Ohrid’de serbest bir zaman diliminde yolda rastladığımız bir camide vakit namazını  kıldık ve orada bir Arnavut Türk’le tanıştık. Sağ olsun gezimizin ikinci gününde büyük bir özlem duyduğumuz Türk çayına bu abi sayesinde kavuştuk. Bizi bir Türk kahvesine götüren abi  genelde aralarında Arnavutça konuşan bu insanlara “arkadaşlar bugün Türkçe konuşuyoruz Arnavutça yok” diye takıldı.  Anlatılanlar yine ilginçti. Oğlu Bursa Uludağ Üniversitesi’n de okuyan abiye çocuğunuz orada mı burada mı kalacak diye sorduğumuzda sert bir şekilde; “tabi ki burada kalacak, bu topraklar bizim ve biz koruyacağız, biz burada azınlık kaldık, herkes giderse buraları kim bekleyecek” dedi. Yine ilginç bir saptamasını söylemeden geçemeyeceğim; “nerde baskı var orada din daha iyi yaşanıyor, nerde demokrasi var orada bozulma var”

 
 
                                                  Ohrid Camii Çıkışı                                               

                                                         Ohrid Camii İçi

                                                               Ohrid’de bir Arnavut kahvesi

RESNE (30.04.2012)

II. meşrutiyeti çıkartan çetenin lideri olan Resneli Niyazi’nin doğduğu şehir. Elmalarıyla ünlü olan Resne’de yılda 80 bin ton elma üretiliyor. Fransa’da görüp beğendiği bir sarayın(Versailles Sarayı) kopyasını Resne’ye yaptıran Resneli Niyazi, bu saraydan karşı çaprazda bulunan evine kadar bir balkon yaptırmayı düşünmüş fakat bu isteğini gerçekleştiremeden 1913 yılında İstanbul’a giderken yakın korumaları tarafından öldürülüyor. Bu olayın Abdülhamit tarafından tertip edildiği söyleniyor.

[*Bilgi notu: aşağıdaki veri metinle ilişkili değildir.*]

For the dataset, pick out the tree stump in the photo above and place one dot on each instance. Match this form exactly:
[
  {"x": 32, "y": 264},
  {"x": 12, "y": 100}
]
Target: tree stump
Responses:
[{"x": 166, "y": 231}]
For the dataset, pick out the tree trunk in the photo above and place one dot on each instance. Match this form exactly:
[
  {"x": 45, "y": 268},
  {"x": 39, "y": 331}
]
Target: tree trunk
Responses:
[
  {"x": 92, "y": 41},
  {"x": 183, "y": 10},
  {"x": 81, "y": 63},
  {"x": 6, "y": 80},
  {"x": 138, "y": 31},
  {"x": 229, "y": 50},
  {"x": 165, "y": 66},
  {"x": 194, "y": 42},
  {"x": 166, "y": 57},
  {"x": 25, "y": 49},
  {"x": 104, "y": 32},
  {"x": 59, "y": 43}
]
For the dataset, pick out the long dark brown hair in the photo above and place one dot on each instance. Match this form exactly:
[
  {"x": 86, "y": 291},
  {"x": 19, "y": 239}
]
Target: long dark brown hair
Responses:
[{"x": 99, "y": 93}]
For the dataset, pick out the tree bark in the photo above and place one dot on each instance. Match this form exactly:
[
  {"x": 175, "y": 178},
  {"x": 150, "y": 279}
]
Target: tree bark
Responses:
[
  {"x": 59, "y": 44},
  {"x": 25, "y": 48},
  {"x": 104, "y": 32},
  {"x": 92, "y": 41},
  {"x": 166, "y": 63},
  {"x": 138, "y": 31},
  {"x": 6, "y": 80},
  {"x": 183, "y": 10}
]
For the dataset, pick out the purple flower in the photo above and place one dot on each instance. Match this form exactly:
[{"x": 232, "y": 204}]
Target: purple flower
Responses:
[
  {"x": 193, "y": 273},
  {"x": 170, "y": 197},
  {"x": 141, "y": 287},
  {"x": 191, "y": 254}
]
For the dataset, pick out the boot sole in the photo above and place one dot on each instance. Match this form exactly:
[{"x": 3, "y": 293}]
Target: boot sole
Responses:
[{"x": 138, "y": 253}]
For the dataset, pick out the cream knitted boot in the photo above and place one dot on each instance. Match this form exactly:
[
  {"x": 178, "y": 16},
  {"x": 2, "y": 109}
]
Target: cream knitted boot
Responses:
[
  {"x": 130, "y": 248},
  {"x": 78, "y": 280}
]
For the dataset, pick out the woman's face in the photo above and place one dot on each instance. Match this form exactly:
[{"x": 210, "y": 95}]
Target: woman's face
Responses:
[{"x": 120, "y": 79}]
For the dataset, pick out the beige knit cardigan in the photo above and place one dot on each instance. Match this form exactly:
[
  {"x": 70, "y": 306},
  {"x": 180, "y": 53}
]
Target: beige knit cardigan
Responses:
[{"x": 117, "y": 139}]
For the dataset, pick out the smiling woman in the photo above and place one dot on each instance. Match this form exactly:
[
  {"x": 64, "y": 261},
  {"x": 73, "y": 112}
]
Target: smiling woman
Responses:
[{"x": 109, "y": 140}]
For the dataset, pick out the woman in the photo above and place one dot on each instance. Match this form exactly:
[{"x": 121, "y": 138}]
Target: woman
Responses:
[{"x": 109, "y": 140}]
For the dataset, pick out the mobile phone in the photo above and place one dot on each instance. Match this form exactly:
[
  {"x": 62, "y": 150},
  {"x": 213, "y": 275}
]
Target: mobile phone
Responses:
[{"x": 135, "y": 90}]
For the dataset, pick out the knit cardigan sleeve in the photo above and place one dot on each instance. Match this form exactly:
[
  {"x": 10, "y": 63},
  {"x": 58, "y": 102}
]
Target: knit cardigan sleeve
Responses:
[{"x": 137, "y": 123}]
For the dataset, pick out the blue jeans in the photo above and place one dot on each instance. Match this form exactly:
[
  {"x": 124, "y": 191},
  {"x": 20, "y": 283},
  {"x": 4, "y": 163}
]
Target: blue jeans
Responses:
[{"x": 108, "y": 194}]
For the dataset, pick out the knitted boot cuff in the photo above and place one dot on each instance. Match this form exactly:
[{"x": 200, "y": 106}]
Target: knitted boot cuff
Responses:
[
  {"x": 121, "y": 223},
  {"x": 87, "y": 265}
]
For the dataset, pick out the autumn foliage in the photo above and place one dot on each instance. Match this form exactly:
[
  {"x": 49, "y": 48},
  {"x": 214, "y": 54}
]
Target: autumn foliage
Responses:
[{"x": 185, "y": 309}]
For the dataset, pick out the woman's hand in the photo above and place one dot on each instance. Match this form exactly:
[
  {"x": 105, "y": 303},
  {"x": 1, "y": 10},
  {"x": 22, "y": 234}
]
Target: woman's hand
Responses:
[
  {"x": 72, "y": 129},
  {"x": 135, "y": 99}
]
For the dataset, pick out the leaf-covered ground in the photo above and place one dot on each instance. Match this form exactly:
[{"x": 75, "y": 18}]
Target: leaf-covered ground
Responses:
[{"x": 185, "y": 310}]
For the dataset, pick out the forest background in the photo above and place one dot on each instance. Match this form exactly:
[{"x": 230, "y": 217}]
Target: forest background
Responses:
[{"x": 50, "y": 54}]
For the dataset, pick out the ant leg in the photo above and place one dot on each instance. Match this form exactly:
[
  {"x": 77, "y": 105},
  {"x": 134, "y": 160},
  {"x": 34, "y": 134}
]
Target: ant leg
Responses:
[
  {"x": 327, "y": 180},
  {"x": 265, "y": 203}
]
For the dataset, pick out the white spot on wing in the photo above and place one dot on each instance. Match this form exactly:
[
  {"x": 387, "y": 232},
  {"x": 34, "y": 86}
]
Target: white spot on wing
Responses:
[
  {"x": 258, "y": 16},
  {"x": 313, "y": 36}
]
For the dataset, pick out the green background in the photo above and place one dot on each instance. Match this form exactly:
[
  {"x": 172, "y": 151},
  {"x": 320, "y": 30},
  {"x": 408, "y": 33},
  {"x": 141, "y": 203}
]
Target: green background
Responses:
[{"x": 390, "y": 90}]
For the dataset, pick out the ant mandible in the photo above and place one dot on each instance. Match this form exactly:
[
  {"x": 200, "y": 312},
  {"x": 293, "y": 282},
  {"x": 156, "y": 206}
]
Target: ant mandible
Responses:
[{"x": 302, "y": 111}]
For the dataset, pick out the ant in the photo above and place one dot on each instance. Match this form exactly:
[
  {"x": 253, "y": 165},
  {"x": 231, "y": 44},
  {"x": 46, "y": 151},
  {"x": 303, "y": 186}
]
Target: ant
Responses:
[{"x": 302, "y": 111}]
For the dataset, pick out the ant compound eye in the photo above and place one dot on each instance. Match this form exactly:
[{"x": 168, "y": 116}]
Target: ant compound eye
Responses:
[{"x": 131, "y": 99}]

                                                               Resneli Niyazi’nin Sarayı

Resneli Niyazi ile ilgili olarak iki olaydan bahsetmek istiyorum. Birincisi; Resneli Avrupa’da kendisine hediye edilen geyiği memleketine getiriyor. Geyik her gün bir yerlerde gözüküyor ve ertesi gün geyik şurda görüldü, burada görüldü diye haberler yapılıyor. Resneli dilimizde hala kullandığımız “bırakın bu geyik muhabbetini” deyimini buradan kazandırıyor.
İkincisi ise yakın korumaları tarafından öldürüldüğü için “ne şehittir ne gazi boku bokuna gitti Niyazi” deyimini de dilimize kazandıran şahıs yine Resneli Niyazi.

MANASTIR (30.04.2012)

60 bin nüfusu olan şehir konsolosluklar şehri olarak anılıyor. Aynı zamanda Atatürk’ün okumuş olduğu Manastır Askeri İdadisi’de bu şehirde bulunmakta. Ayrıca aynı cadde üstünde Atatürk’e aşık olan Rum kızı Eleni’nin evinin balkonuna görme fırsatımız oldu.  Türk çarşısına benzeyen bir çarşı çıkışında, Elveda Rumeli dizisinin de çekildiği yerleri  ziyaret ettik.

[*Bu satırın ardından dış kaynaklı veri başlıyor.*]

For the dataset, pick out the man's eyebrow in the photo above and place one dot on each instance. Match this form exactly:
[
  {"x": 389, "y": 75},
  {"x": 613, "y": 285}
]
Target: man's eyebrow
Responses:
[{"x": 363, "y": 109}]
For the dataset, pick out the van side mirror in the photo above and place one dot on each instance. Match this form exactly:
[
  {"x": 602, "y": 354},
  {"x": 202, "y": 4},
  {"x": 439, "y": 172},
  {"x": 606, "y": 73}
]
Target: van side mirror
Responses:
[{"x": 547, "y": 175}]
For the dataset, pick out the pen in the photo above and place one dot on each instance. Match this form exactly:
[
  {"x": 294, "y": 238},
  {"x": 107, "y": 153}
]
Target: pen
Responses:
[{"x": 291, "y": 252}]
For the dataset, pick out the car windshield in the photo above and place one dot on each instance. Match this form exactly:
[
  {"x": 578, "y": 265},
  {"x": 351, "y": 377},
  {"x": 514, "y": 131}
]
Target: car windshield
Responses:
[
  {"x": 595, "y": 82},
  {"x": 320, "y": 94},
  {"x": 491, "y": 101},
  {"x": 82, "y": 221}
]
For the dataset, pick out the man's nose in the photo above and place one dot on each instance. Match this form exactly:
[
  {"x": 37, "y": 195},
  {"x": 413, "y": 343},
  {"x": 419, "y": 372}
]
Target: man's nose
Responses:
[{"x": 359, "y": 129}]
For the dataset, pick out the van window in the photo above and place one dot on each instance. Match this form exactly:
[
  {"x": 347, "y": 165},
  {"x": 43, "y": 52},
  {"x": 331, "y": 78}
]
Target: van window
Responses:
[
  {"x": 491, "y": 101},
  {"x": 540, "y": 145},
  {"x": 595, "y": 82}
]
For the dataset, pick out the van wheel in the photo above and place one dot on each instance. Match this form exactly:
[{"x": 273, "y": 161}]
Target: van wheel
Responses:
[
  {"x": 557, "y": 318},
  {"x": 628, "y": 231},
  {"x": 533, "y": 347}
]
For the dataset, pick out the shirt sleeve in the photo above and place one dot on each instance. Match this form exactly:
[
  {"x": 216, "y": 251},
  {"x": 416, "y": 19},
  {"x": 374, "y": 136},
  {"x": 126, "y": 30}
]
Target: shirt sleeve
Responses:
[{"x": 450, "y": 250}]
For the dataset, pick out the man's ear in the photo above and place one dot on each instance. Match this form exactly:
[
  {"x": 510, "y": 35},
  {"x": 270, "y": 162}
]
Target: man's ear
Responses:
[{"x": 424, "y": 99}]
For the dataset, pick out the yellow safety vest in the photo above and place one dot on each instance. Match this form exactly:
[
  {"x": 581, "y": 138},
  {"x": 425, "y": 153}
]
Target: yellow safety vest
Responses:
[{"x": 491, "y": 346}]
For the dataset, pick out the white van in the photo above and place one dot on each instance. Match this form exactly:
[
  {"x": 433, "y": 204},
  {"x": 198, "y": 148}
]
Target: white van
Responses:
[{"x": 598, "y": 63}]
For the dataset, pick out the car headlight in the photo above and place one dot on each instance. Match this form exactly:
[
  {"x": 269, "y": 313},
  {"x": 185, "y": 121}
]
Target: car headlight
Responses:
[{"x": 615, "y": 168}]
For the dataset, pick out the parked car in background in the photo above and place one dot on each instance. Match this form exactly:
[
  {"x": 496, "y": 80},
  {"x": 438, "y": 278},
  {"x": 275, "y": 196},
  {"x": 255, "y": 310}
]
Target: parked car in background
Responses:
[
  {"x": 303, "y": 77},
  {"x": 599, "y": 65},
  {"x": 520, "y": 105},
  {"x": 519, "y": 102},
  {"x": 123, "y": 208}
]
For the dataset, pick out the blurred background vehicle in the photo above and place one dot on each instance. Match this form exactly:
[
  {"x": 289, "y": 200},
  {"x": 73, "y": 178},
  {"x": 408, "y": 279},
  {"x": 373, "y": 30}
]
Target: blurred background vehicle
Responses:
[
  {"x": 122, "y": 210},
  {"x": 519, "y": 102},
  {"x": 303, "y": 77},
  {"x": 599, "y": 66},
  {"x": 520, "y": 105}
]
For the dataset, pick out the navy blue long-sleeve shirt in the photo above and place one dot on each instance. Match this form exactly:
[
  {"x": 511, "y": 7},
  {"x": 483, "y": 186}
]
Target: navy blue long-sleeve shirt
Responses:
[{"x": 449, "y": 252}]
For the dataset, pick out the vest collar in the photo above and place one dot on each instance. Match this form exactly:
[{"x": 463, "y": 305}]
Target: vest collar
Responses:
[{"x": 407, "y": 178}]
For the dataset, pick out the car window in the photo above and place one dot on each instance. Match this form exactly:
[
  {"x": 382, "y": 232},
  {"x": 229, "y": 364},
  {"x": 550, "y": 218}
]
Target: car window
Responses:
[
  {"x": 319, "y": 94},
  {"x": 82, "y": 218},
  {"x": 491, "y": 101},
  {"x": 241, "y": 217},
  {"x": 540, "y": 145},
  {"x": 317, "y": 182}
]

                                                Manastır Askeri İdadisi                                               

                                                 Manastır Askeri İdadisi
                                                 Konsolosluklar Caddesi                                                     

                                                    Türk Konsoloslugu                                                     

                                                              Türk Çarşısı

                                               Türk Çarşısı                                       



                                        Elveda Rumeli Dizisinin Çekildiği Sokak     

Eleni’nin Atatürk’e yazdığı mektup;

Çok seneler geçti, ben halen her gün senden haber bekliyorum. Herhangi bir zamanda mektubumu alırsan, beni hatırla. Kağıttaki gözyaşlarımı görebileceksin. Yıllar ve olaylar geçiyor, seninle ilgili çok şeyler konuşuluyor. Mektubumu okurken, başka kadını seviyorsan, mektubumu yırt.

Manastırlı Eleni Karinte, bir gün tanıdığı ve aşık olduğu adama bütün ömrünü harcamıştır. Benim seni sevdiğim kadar, o kadını o kadar çok seviyorsan, kendisine hiçbir şey söyleme, senin kadar mutlu olmasını diliyorum. Fakat, balkondaki kızı hatırlıyorsan ve başkasını sevmiyorsan, seni beklediğimi ve ömrüm boyunca bekleyeceğimi bilmeni istiyorum.

Döneceğini, beni unutmayacağını biliyorum. Babam vefat etti. Beni senden ayırdığından tam bir yıl geçti, beni eve kapattı ve bir ay çıkmama izin vermedi. Ağladım, biliyorum ki tüm kilitleri ve hapisleri boşuna harcadı.

Beni evlendirecekleri adamı sadece bir kez gördüm ve kendisi bana onu sevebileceğimi söyledi. Ben kendisine, ‘Hayır, ben sadece ilk aşkımı seviyorum’ dedim. Babam beni hiç bir zaman affetmedi ve ben de kendisini affetmedim. O zamanlardaki gibi artık genç ve güzel değilim.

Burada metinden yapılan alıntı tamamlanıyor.